Qwel & Maker
The Harvest
L’hiver dernier, Freezer Burner n’était pas loin de mettre le feu aux Alpes. Trois ans plus tôt, The Harvest entamait la tétralogie mystico-saisonnière patronnée par Qwel. Cette moisson automnale constitue une très bonne mise en bouche, tout en annonçant clairement la couleur et la suite. L’air de famille entre les deux albums est en effet frappante, malgré le changement de producteur. Entre la bande sonore composée par Meaty Ogre et celle concoctée par Maker, le talentueux beatmaker de Glue, la proximité est évidente. Le projet global en est d’autant plus prometteur.
The Harvest possède une vertu indéniable. De la première à la dernière seconde, tout en développant différentes ambiances, le disque plante tout un décor, il construit un univers cohérent. Il propose trois quarts d’heure d’exode.
D’une complémentarité sans accroc, le duo arrange un automne mélancolique et hargneux, d’une grande qualité mélodique. Aucun coup d’arrêt dans cet album, et quelques transitions parfaites, insensibles, comme entre ‘The Siren of Liberty Island’ (qui s’attaque au États-Unis à travers le symbole-mirage de sa statue) et ‘Deuterium’. Ce dernier morceau donne une image assez fidèle de l’identité sonore du disque : un assemblage savant, par couches successives, entre notes de piano, voix spectrales en chœur et échos de percus souterrains.

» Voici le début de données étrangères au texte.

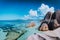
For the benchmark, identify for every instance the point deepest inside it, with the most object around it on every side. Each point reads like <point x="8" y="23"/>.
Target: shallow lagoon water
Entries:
<point x="21" y="26"/>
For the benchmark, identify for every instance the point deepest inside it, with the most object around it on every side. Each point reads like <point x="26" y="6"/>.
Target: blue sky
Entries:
<point x="19" y="9"/>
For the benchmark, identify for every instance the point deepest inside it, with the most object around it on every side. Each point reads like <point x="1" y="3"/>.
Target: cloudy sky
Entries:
<point x="26" y="9"/>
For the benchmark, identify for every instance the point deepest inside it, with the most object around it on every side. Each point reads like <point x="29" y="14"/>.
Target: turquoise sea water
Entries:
<point x="17" y="25"/>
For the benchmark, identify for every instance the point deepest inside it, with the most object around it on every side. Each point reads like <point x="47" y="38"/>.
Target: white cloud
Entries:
<point x="33" y="12"/>
<point x="43" y="9"/>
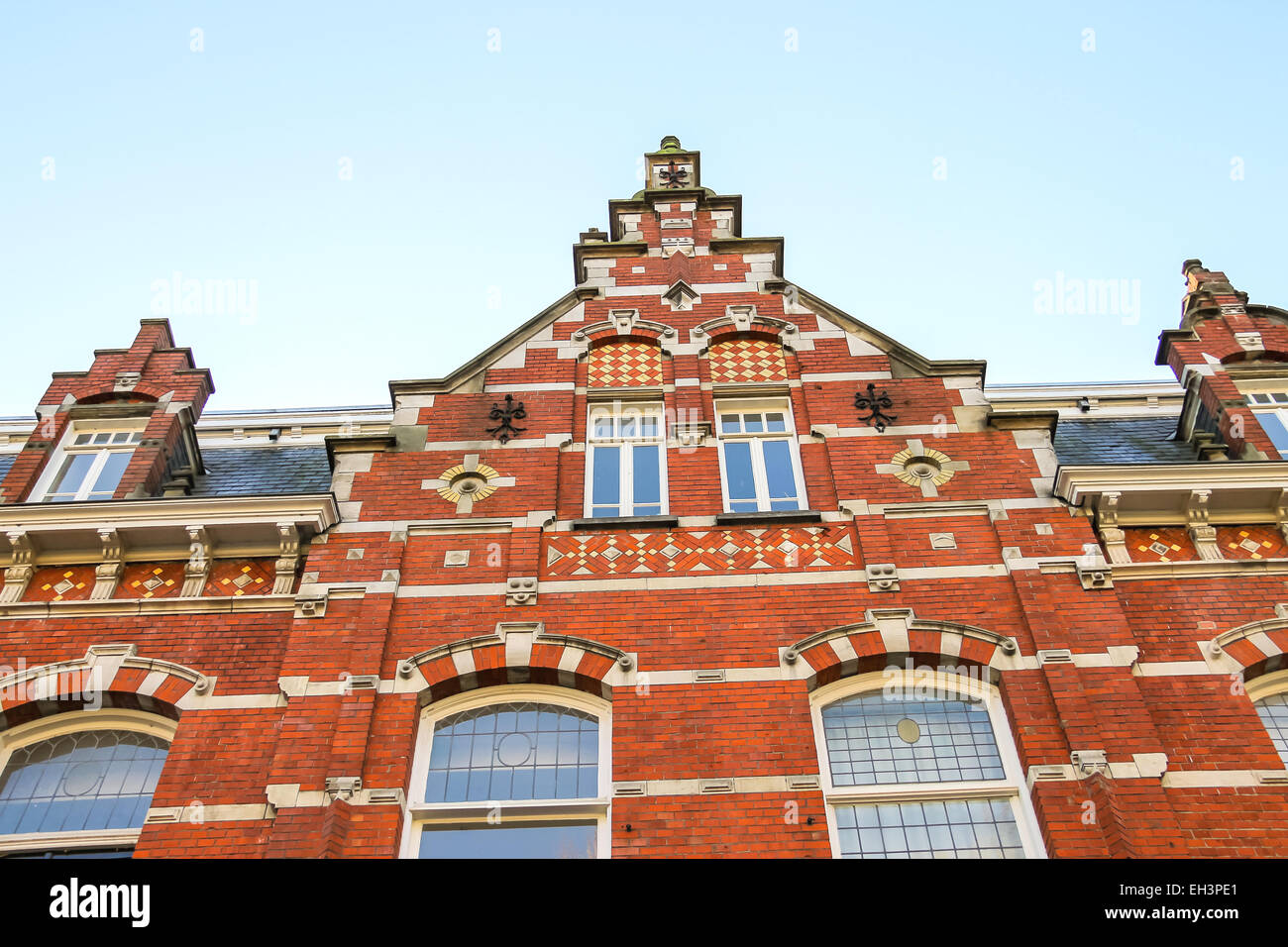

Qwel s’illustre avec son habituel débit haletant, qui prend tout juste le temps de respirer. Parfois, ses intonations font penser à une sorte d’evil twin d’Eminem — un faux frère qui serait allé plus souvent au catéchisme qu’aux putes. Infatigable dénonciateur d’un monde vautré dans le pêché, Qwel multiplie les anathèmes et les références bibliques contre la corruption généralisée (‘Broken Wings’), à commencer par le rayon rap (‘The « IT » in « Keeping IT Real« ‘). Il faut bien admettre que le MC de Chicago prêche avec une conviction telle qu’elle a quelque chose d’entraînant, sans compter l’exigence qu’il met à peaufiner ses textes dans le fond comme dans la forme. Difficile alors de résister à son flow en cavalcade sur ‘The Network’ et en cascade sur ‘Chicago ’66’ ; un flow qu’il sait aussi aplanir, pour adopter un ton plus intimiste (‘Ruby Ragdolienne’). En tout cas, Qwel y met à chaque fois son cœur et ses tripes ; visiblement, quand il est derrière un micro, il n’a pas l’esprit ailleurs.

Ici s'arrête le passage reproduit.